Les géants de l’informatique sont également concernés par ce phénomène. Dans son spot vidéo Comment serait le monde si Internet existait déjà depuis des milliers d’années, Google imagine « Léon Tolsoï sur Twitter ». Dans la vidéo, l’écrivain, connu pour ses phrases interminables et ses descriptions détaillées, essaie tant bien que mal d’écrire un tweet limité à 140 caractères. Ce coup médiatique bien pensé n’a pas manqué de faire réagir, avec près de 300 mille vues. « Les écrivains de premier plan représentent un code culturel. Une publicité qui utilise leur image ou cite leur oeuvre cible un public particulier : plutôt de masse, avec une éducation et un salaire moyen », révèle Ekaterina Alexeïeva, directrice de la collection Prose et poésie classique aux éditions Eksmo. Selon elle, la recette du succès, c’est la confiance qu’ont les gens dans les grands écrivains. Associés au produit, ce dernier acquiert immédiatement de la prestance : Tolstoï ne donnerait pas de mauvais conseils.

Les écrivains et les réseaux sociaux

Lors du Salon du livre BookMarket en 2010, la société Affect organise une action publicitaire inédite et pour le moins surprenante : Facebook enregistre les nouveaux profils de Tolstoï, Pouchkine, Gogol et Dostoïevski. Sur leurs statuts, les avatars de ces quatre auteurs classiques commentent les actualités littéraires en Russie et à l’étranger, répondent aux questions des utilisateurs et correspondent entre eux. Résultat ? En seulement dix jours, plus de deux mille personnes sont acceptées comme « amis » virtuels et les pages Facebook des écrivains comptent plus de dix mille visiteurs. Une aventure qui s’est toutefois terminée par la fermeture des pages Facebook des écrivains russes, l’administration du réseau social estimant que la création de faux comptes était une violation à ses règles. Mais l’agence publicitaire à l’origine de cette idée tout comme les organisateurs du Salon du livre n’en restent pas moins les grands gagnants de cette initiative.

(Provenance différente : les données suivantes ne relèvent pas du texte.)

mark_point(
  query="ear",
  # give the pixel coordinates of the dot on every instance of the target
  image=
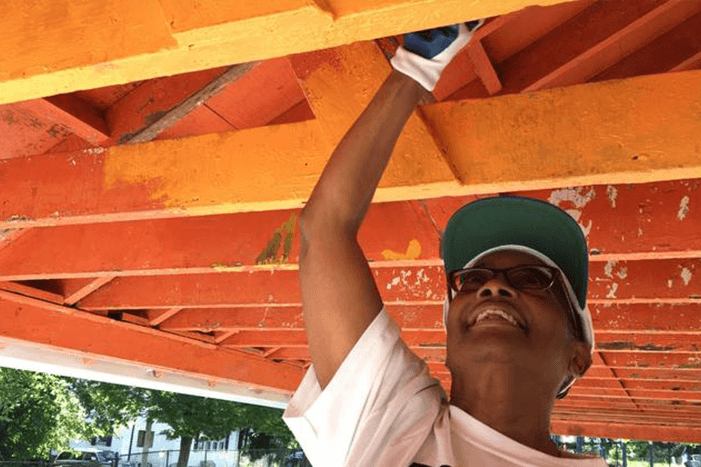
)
(581, 360)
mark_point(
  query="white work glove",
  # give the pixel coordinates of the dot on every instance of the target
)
(425, 54)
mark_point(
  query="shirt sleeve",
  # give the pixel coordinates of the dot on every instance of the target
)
(376, 410)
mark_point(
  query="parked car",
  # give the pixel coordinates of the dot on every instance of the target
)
(695, 461)
(84, 458)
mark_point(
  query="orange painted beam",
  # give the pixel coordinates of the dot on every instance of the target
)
(522, 28)
(671, 51)
(402, 232)
(340, 83)
(71, 330)
(591, 26)
(621, 44)
(631, 282)
(574, 135)
(614, 430)
(46, 49)
(677, 325)
(483, 67)
(606, 140)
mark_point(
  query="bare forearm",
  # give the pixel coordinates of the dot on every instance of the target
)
(347, 185)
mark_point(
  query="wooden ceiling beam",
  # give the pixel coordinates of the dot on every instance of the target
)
(656, 328)
(644, 282)
(672, 51)
(45, 56)
(71, 330)
(621, 223)
(619, 45)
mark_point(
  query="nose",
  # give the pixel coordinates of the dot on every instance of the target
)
(497, 286)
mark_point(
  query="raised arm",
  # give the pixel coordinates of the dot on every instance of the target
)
(339, 295)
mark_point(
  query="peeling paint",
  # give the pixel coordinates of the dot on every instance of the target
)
(686, 276)
(394, 282)
(612, 291)
(413, 251)
(574, 196)
(612, 194)
(608, 269)
(269, 254)
(94, 150)
(683, 208)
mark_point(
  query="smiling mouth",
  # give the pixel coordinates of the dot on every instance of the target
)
(496, 320)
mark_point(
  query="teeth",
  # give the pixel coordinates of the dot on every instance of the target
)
(494, 311)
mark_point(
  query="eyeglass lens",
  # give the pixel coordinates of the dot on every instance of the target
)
(522, 278)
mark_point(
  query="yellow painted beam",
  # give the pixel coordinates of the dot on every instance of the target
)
(637, 130)
(61, 46)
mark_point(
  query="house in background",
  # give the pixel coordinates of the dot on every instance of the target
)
(131, 442)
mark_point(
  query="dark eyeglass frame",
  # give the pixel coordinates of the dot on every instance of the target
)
(555, 272)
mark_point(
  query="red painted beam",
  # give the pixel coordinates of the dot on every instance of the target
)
(664, 281)
(72, 330)
(32, 127)
(656, 328)
(621, 222)
(669, 52)
(483, 67)
(619, 45)
(571, 39)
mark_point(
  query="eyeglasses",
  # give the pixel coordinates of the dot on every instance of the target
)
(523, 278)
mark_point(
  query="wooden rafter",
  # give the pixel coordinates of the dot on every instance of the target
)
(172, 37)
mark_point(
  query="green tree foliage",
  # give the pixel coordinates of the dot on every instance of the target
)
(190, 417)
(38, 412)
(109, 406)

« Les droits d’auteur sont valables pendant 70 ans après la mort d’un auteur. Après, l’écrivain tombe dans le domaine public et son utilisation ne nécessite plus aucune autorisation », précise la juriste de  la compagnie de conseil Ioukov & Partners Alina Topornina. La famille des grands écrivains ne reçoit aucun versement. Plus encore, elle ne peut exercer d’influence ni sur le contexte ou ni sur le cadre dans lequel l’oeuvre s’apprête à être exploitée, comme ce fut par exemple dans le cas des poèmes de Lermontov et de la marque de bière.